I just read a super interesting blog article about Intuitive Eating (IE), and I think I finally found a name for the “diet” I’ve been following for the past little while. Which is to say: no diet – just eating according to how your body feels. The article explains it in detail (and links to other resources), but in short: sometimes, “you just need a burger”. In this case, sometimes, you’re just craving mac & cheese. I know I have been, lately, especially with the colder weather finally rolling in!
So I figured I’d share my Classic, Go-To Mac & Cheese recipe.
It’s not the most decadent mac & cheese recipe out there, but it’s certainly not the least; it finds that delightful Goldilocks middle-ground. In other words, it’s just decadent enough to satisfy your mid-week cheesy cravings, but not so over-the-top that you’ll have any regrets after (unless you eat the whole thing in one sitting. That might be pushing it).
(Getting back to the article, briefly: the goal of Intuitive Eating is to eat according to your cravings, without putting too much emphasis on calories or feeling guilty afterwards, but I think we can all recognize that there’s a line.)
I consider this another one of my basic/beginner recipes since it’s reliable and almost as easy as making mac & cheese from the box. I could quite literally make it in my sleep. I know I probably say that a lot for someone who enjoys the process of cooking, but I promise you this recipe really is that easy. The steps are simple and logical: pasta, sauce, cheese, bake!
Everything starts with the Bechamel, a white sauce based on a roux. A roux is just a combination of melted butter, flour, and, in my case, chopped garlic. Just whisk in some milk and you’ve got yourself a Bechamel! With the addition of dijon mustard and 2 cheeses, and by topping it off with breadcrumbs and baking in the oven, this mac & cheese is loaded with way more flavour than the boxed kind. Though I could never genuinely criticize the neon orange glory in good conscience…
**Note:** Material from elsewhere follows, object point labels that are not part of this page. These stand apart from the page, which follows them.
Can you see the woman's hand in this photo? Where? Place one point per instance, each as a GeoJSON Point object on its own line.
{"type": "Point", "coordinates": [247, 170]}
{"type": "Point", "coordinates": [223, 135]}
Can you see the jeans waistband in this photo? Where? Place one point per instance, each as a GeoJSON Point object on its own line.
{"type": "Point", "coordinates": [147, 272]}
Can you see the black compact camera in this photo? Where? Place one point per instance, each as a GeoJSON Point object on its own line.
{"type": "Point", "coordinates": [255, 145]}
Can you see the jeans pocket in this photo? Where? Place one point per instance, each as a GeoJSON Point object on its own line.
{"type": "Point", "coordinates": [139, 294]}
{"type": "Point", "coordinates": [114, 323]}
Hint: Dividing the shredded cheese and tossing some with the warm cooked pasta BEFORE topping with sauce makes it ultra stringy and gooey!
- ¼ c. butter
- 2 cloves garlic, minced
- 1 tbsp. dijon mustard (optional)
- ¼ + 2 tbsp flour
- 1 ½ c. milk
- 1¼ c. grated mozzarella or cheddar cheese, divided
- ½ c. grated Parmesan, divided
- ¼ pasta water
- ½ c. seasoned breadcrumbs
- ~375-400g short pasta (i.e.: elbow macaroni, Farfalle, penne, etc)
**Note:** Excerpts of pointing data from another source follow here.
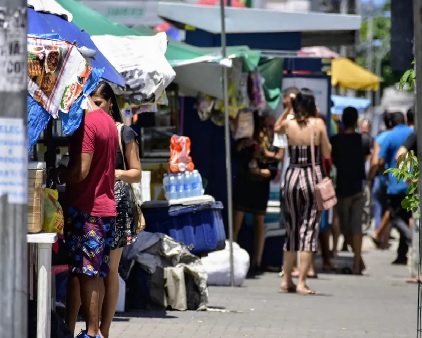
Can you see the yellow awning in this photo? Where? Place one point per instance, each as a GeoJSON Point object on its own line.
{"type": "Point", "coordinates": [348, 75]}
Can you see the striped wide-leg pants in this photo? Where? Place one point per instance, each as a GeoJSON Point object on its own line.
{"type": "Point", "coordinates": [301, 214]}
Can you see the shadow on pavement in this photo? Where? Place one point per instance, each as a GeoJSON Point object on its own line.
{"type": "Point", "coordinates": [144, 314]}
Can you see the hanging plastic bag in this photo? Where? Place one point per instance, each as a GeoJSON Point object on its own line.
{"type": "Point", "coordinates": [180, 160]}
{"type": "Point", "coordinates": [53, 212]}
- Preheat the oven to 350°.
- Bring a large pot of water to a boil and salt generously. Add pasta and cook until just under al dente, about 7-8 minutes, depending on the kind of pasta you use.
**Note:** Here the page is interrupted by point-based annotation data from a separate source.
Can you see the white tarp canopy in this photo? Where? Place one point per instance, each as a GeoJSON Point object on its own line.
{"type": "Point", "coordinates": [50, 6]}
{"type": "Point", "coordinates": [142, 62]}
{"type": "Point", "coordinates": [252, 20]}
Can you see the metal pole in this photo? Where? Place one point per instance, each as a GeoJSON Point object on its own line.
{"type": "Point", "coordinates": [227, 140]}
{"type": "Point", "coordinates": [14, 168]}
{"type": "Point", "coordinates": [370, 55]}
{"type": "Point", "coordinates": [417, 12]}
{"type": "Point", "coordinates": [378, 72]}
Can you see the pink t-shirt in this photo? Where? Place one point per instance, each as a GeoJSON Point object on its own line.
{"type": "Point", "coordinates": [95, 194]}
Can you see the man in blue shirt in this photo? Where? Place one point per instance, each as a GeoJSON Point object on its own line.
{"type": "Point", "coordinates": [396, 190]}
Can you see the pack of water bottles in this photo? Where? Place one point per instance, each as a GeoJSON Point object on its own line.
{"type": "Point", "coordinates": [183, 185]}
- In the meantime, in a large saucepan over medium-low heat, melt the butter.
- Add minced garlic and sauté for around 3 minutes. Stir in dijon mustard, if using.
- Raise heat to medium. Carefully whisk in flour, making sure all the flour is combined with the butter. You want the flour to start cooking. This forms the roux, the base for the sauce.
- While whisking continuously, slowly pour in the milk. You want to ensure there are no clumps of roux. As the sauce heats, it will thicken rapidly. Once the sauce is thick enough to coat the back of a wooden spoon, such that when you run your finger along it, the sauce doesn't run, remove the saucepan from the heat.
- Add ½ c. grated mozzarella or cheddar and ¼ c. Parmesan. Season with salt and pepper to taste.
- Once the pasta has cooked, add ¼ c. of the pasta water to the sauce. You can add more depending on how loose or thick the sauce is.
- Ladle enough sauce to cover the bottom of a 9x13" baking dish. Use a slotted spoon to transfer the cooked pasta into the dish.
- Toss the hot pasta with the remaining grated cheese for maximum gooeyness, then ladle the remaining sauce on top and combine.
- Sprinkle the top with breadcrumbs and remaining Parmesan.
- Bake for 20-25 minutes, until bubbling with a golden brown top.